Method for calculating a frame in audio decoding

Info

Publication number: 20050197830
Type: Application
Filed: Jul 1, 2004
Publication Date: Sep 8, 2005
Inventor: Shih-Sheng Lin (Taipei)
Application Number: 10/880,540

Abstract

A method for calculating a frame in audio decoding is described to prevent the decoding error resulted from the calculation error of the frame length due to the misreading of a padding bit in the head information of an audio signal. In the invention, the reading length during decoding can be varied according to a bit stream. By verifying a sync word code or a single word in the bit stream, the header address of the frame can be obtained and thus the head information of the frame can be decoded. Thereby, the real length of the frame can be acquired without referring to the padding bit.

Description

Description

BACKGROUND OF THE INVENTION

1. Field of the Invention

The present invention relates to a method for calculating a frame in audio decoding, in which a length to be read upon decoding is varied according to the bit data to acquire the real frame length without referring to a padding bit.

2. Description of the Related Art

The Internet shortens distances, making it possible for people to receive all kinds of information and share various data with others. However, due to the limited bandwidth, audio and video files with larger sizes are distributed with difficulty via the Internet. Therefore, MP3 (MPEG Layer 3) compression technology, which is a method for compressing audio data at a compression ratio of up to 12:1 with only little distortion, has been developed. The MP3 technology facilitates Internet data transmission by using a format with a high compression ratio and a small loss of audio quality within the audio sensitivity of human ears. An MP3 decoder is used to decompress an audio file when a user wants to listen to music recorded in the MP3 format.
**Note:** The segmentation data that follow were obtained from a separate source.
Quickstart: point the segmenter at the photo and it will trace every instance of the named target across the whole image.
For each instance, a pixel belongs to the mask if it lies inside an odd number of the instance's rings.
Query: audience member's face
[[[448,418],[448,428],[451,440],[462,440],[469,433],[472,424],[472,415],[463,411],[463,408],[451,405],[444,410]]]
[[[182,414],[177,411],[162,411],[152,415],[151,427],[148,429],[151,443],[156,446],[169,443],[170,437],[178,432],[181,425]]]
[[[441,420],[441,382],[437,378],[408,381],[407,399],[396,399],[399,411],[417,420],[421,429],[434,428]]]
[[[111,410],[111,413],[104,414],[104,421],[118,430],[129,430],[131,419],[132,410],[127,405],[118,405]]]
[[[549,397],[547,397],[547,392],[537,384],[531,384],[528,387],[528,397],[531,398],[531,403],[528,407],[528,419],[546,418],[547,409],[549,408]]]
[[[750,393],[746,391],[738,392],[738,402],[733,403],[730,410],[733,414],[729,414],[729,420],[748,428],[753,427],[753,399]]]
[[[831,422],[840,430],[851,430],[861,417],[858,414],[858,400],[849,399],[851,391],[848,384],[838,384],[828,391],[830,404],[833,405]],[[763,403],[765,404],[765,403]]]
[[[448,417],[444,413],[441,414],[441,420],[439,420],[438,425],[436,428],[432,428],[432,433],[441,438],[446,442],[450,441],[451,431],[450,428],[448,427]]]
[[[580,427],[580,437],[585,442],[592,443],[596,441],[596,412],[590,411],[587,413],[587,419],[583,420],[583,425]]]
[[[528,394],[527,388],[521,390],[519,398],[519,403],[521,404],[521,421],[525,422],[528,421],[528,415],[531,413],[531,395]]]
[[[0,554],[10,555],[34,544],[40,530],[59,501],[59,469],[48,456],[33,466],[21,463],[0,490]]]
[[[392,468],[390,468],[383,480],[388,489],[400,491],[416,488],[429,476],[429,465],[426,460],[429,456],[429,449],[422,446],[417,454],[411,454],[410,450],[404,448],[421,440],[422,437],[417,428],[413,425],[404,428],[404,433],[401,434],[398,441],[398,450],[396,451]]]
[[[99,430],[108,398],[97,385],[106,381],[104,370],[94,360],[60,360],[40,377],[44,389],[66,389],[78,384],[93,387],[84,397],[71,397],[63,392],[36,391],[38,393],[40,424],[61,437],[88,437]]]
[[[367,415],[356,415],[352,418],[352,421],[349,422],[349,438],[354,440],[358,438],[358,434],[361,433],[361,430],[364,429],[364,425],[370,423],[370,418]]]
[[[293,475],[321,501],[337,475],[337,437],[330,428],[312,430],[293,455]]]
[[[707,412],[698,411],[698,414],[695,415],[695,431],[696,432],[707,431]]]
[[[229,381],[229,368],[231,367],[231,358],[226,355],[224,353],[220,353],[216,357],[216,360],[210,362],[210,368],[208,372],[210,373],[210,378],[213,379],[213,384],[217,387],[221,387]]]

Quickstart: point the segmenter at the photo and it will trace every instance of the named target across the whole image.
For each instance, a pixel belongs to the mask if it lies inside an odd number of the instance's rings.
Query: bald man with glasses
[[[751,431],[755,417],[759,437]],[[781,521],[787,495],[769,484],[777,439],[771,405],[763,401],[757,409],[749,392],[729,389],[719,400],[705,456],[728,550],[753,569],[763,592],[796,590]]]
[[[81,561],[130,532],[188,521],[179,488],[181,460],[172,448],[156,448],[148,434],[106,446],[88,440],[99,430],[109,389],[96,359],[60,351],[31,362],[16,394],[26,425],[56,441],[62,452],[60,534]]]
FIG. 1 schematically depicts a block diagram of a prior art MP3 decoder device.

As shown in FIG. 1, an MP3 code 11 converted from any kind of audio sources, such as audio CD or WAV, is input into an MP3 decoder device 10 for decoding, and the resulting signal is output to a loudspeaker end 15, which is an output terminal of a computer system or an MP3 decoder, so that the signal can be heard by a user through an earphone or a speaker. The MP3 decoder device 10 mainly comprises an input stream buffer 12 for receiving data bits, a decoder 13 for decoding the data bits, and an output audio buffer 14 for outputting the decoded audio signals.

In the decompression process of the above MP3 decoder device 10, the frame length for the MP3 bit stream must be calculated and stored in a buffer before decompression begins. Upon calculation of the frame length, a padding bit in the MP3 head information is referred to in order to obtain the correct bit stream. When performing a compression process, if a non-integer sampling frequency, for example, 44.1 kHz, is adopted, the padding bit is set to be “1”, and, if an integer sampling frequency is adopted, the padding bit is left unset, i.e., “0”. Therefore, if there is a misreading of the padding bit, a reading error will occur in the bit stream, and the bit stream will be, for example, one byte short of or one byte over the actual frame length. The incorrect compression data will cause errors in the decoding step and in the frame length calculating step.

The following two paragraphs describe the correct reading of the padding bit.

If the padding bit is “1”, the frame has a length of a non-integer number of bytes, which means an additional byte must be appended to that frame.

If padding bit is “0”, the frame has a length of an integer number of bytes, which means no byte should be appended to that frame.

Two possible errors during decompression are as follows.

Error 1: If a padding bit “0” is mistaken for “1”, then there will be a redundant header of the frame. That is, the buffered data will be one byte larger than the actual frame length, resulting in a decompression error. Moreover, one frame will be skipped in the next frame search.

Error 2: If a padding bit “1” is mistaken for “0”, there will be one byte less than the actual frame length, resulting in a decompression error.

The MP3 compression method is performed on a frame basis and is optimized by using a pointer to indicate where the main data begins. Referring to the schematic frame format of the prior art in FIG. 2A, the bit stream in the MP3 coding is shown to include a first frame 21 and a second frame 22. The first frame 21 comprises a first header 23 occupying a plurality of content bits, a first main data 25 for audio signal, and an unused first spare space 27. The first header 23 is generally divided into a first sync word 23a, other header information 23b, and other side information 23c. Immediately next to the first spare space 27 is the next frame, i.e., the second frame 22. Similar to the first frame 21, the second frame 22 comprises a second header 24, a second main data 26 and a second spare space 28. The second header 24 further includes a second sync word 24a, other header information 24b, and other side information 24c.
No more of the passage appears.